As it happens, things have changed. The focus is no longer on SNOMED’s complexity as an obstacle. It’s on how the complexity inherent in SNOMED’s semantics can be harnessed to deliver problem solving insights from years’ worth of stored clinical records. The perceived clinical and business benefits from the analysis of clinical information are powerful incentives to leverage SNOMED CT’s inherent structured clinical knowledge. Major EMR software vendors now have ontology teams focused on developing machine learning algorithms to structure and mine clinical data, leveraging large corpi of clinical data that have amassed over the past decade or so. Where SNOMED was not used to structure clinical information at source, natural language “tagging engines” can now apply SNOMED structure retrospectively. SNOMED CT is very much part of the momentum gathering around clinical analytics.
The good news is that we can move on from SNOMED being “too big, too complex, too difficult, too costly”. Not a single vendor corroborated this view. But some earlier uncertainties persist. How, for example, to know you have the right SNOMED content to represent a given domain, and that it’s accurate and complete. And it’s sobering to realize that broader adoption scales up the problem space. Previously, EMR vendors were challenged to integrate and manage clinical terminology and classifications in their applications and at their customer sites. Lately, designers of analytics algorithms must demonstrate that their results are repeatable and verifiable given the same kinds of information from multiple disparate sources. It is right and fitting for software to rely on SNOMED for structure, and machinable clinical knowledge. That’s why it’s there. But success depends on consistent, standardized semantics within SNOMED, and in the way SNOMED is used in software across systems, organizations and national boundaries.

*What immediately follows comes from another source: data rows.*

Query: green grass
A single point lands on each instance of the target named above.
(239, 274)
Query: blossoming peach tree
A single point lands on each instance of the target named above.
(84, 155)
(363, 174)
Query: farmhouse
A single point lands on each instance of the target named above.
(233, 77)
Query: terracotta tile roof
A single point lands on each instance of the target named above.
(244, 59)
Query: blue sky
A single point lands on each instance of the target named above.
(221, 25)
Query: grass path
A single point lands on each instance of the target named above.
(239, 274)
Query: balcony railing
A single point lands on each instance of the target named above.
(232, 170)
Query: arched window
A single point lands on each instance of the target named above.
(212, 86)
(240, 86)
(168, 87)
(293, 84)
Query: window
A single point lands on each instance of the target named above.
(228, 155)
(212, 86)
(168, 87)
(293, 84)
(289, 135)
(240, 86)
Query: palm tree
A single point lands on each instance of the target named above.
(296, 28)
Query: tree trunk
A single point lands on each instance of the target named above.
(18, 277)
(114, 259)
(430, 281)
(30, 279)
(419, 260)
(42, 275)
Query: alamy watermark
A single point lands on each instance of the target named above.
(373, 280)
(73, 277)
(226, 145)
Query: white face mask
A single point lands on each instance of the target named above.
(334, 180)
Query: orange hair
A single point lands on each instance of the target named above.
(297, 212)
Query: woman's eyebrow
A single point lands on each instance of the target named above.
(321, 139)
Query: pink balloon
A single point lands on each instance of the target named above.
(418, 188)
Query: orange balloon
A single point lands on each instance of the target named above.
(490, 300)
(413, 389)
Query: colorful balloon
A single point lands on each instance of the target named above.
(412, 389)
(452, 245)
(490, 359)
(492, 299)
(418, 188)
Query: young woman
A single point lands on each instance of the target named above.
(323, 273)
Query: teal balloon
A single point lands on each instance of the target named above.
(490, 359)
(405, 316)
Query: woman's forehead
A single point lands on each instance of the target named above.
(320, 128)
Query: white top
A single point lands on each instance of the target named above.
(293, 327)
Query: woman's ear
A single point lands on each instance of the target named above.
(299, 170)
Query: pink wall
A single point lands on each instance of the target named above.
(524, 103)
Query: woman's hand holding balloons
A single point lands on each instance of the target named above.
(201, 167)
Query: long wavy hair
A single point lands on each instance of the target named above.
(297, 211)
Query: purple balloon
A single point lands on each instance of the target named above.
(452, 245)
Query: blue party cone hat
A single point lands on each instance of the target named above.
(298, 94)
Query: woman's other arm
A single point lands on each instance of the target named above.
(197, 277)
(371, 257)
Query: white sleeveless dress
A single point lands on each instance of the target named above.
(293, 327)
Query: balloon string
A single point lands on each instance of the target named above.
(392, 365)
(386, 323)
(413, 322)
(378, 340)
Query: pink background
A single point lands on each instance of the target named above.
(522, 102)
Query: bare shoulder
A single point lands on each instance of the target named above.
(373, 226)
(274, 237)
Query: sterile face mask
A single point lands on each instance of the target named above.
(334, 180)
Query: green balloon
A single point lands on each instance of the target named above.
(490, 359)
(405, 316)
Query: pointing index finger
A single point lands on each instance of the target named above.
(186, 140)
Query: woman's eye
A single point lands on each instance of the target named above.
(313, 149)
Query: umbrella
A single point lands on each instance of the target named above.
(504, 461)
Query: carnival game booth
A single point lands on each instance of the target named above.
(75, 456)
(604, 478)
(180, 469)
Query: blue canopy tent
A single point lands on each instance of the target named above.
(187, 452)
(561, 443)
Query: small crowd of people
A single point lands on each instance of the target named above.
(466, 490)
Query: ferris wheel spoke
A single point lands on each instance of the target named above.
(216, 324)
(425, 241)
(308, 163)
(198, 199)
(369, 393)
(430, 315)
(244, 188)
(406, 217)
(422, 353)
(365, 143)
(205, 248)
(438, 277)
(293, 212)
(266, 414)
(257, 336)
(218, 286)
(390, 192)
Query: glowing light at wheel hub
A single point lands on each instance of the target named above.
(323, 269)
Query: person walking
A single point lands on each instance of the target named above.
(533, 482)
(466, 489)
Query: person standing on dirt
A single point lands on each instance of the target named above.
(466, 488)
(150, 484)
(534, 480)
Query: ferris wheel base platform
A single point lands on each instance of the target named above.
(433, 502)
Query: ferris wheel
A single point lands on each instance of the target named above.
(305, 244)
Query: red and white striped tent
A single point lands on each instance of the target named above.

Added to this, Informatics teams tend to be under-resourced. “We are constantly reminded that we are an EMR company, not a terminology company,” one informatician recently remarked. How do informatics teams, whether at EMR vendors, national terminology centers or elsewhere, achieve some level of confidence that they have the right content, apply the semantics to clinical information in the right way, and manage the terminology and classification environment efficiently and cost effectively? In the next few weeks I will share some insights gained while visiting those vendors, along with some thoughts on scale-related challenges that face SNOMED users, and how they might be overcome. As always I am happy to have feedback so that we can benefit from one another’s experiences.